Written By Matt Petras, Co-News Editor

This Thursday evening, the non-profit news outlet Public Source will put on a “Citizen’s Toolkit” at the Center for Media Innovation (CMI), an event the organization hopes will give attendees valuable tools for obtaining public data.

The event costs $25 for standard customers, $20 for Public Source subscribers and $5 for Point Park students. The event is scheduled from 6:00-7:30 p.m.

“What you’re taking away are skills that you’ll keep for a long time,” said Roman Benty, an intern with Public Source since May. Benty, a fiction writing and urban studies major at the University of Pittsburgh, took the lead on organizing the event.

The organizers are hoping attendees reach out to explain what information they would like to learn how to obtain. The Eventbrite page for the “Citizen’s Toolkit” already teases help finding information about houses for sale, neighborhood safety, city official salaries and cleanliness reports on local restaurants.

“Do you want to eat at a restaurant that isn’t particularly clean?” said Eric Holmberg, a 29 year-old reporter who has been with Public Source for around two years. Holmberg will be the one giving the presentation at the event, in which he will lecture and take questions from the audience.

“The point of the class is to inform people on Pittsburgh who want to be civically engaged,” Holmberg said. Thus, Public Source is looking to field a general audience, Holmberg said.

“We want to give you a good starting point to follow all year long,” Holmberg said.

Benty was looking for places to host the event and eventually landed on the CMI. One of the main reasons is that its position in Downtown Pittsburgh is a good central location, he said. There was also a meeting of minds when he reached out to Andrew Conte, director of the CMI.

Conte said in an interview that the event is in line with what the CMI wants to do.

Most events at the CMI are free to attend. The only other event with an admission fee was sold out, according to Conte.

On Monday afternoon, the Eventbrite page for Public Source’s upcoming event listed nine people who have already purchased tickets.

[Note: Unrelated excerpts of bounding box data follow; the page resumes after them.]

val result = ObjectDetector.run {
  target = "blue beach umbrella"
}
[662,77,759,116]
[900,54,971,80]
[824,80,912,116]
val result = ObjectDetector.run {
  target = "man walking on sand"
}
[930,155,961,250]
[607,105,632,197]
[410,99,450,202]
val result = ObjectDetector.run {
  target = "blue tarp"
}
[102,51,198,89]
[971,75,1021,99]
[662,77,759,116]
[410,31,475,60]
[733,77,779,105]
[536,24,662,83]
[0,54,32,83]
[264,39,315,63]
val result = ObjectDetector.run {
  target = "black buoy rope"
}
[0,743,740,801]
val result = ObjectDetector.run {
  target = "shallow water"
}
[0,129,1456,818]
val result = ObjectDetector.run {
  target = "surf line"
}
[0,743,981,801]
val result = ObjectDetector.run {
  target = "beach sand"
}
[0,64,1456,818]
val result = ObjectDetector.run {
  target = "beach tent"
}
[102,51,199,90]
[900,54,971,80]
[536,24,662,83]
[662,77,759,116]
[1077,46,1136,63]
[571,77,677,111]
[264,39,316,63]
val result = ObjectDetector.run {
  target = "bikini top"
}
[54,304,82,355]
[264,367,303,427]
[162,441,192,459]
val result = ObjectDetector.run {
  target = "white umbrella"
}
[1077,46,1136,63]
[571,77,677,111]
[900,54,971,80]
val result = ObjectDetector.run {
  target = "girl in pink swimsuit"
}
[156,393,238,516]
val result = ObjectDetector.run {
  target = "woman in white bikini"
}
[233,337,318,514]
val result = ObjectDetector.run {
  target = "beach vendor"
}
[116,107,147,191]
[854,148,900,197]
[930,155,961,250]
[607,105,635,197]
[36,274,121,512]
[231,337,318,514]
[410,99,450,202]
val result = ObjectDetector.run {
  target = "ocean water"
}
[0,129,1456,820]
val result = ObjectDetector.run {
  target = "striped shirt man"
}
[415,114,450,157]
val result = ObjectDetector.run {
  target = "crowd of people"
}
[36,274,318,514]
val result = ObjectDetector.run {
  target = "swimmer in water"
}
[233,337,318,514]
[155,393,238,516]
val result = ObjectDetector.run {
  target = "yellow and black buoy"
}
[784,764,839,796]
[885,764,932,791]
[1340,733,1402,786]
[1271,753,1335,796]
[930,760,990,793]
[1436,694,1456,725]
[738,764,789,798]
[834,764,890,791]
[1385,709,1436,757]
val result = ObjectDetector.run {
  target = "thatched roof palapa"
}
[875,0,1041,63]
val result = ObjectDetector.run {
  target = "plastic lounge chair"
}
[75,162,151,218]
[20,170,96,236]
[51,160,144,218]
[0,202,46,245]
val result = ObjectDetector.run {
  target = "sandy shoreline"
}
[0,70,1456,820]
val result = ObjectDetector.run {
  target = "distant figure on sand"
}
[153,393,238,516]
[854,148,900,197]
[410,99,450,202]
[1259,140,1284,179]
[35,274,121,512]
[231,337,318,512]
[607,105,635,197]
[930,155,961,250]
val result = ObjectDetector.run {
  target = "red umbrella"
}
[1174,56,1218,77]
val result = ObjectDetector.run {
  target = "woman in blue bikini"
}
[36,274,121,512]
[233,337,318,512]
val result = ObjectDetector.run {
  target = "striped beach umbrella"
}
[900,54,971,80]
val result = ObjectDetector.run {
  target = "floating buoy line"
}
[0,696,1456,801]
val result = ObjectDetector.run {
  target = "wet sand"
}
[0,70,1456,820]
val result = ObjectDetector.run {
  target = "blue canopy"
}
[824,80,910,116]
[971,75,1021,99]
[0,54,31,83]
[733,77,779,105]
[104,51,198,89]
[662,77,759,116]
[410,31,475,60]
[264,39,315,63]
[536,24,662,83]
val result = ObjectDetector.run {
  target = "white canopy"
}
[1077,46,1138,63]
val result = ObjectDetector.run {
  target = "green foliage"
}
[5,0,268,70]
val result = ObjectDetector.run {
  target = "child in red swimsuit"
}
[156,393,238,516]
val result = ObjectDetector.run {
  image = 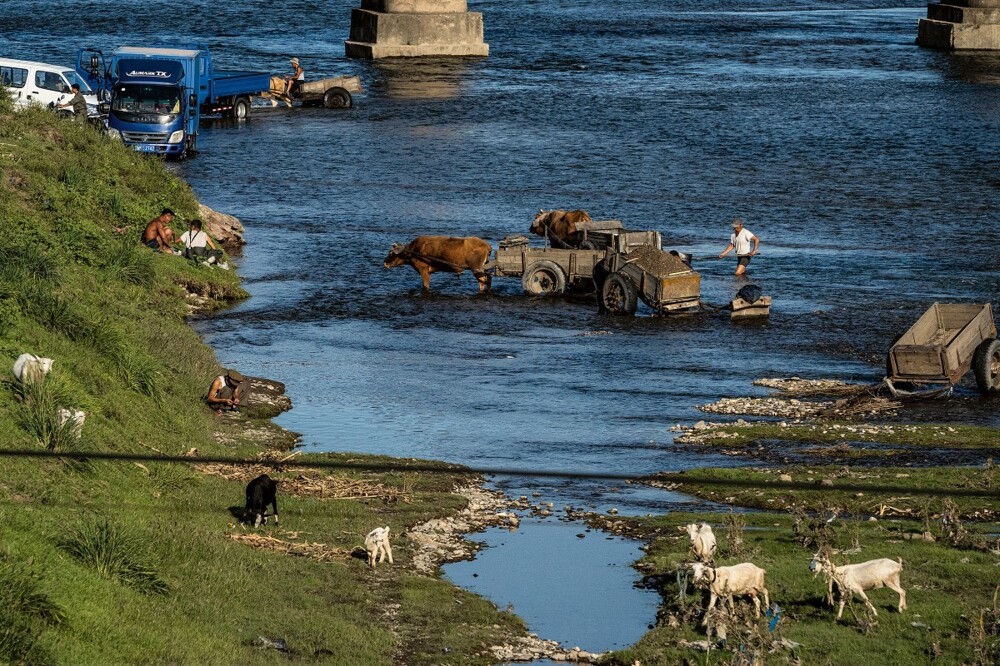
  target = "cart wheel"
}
[521,261,566,296]
[972,338,1000,395]
[323,88,351,109]
[601,273,639,317]
[230,97,250,120]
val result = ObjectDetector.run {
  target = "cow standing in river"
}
[528,209,593,247]
[382,236,493,293]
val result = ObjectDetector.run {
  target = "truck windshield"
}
[111,83,181,114]
[63,70,94,95]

Public Source has been around since late 2011 and focuses on Pennsylvania. As a nonprofit organization, they are funded by various grants and foundations, such as The Pittsburgh Foundation and The Fund for Investigative Reporting, according to their website.

One recent project from the organization was a series called “The Aftermath of Murder.” This series covered the unsolved homicides in Pittsburgh, which disproportionally affected the black community.

This “class,” as Holmberg calls it, is part of a larger goal from Public Source to be more than just a home for reporting and news coverage, but also a personable aide to its readers as citizens.

“We’re people,” Benty said. “We want to engage with you and we want you to engage with us.”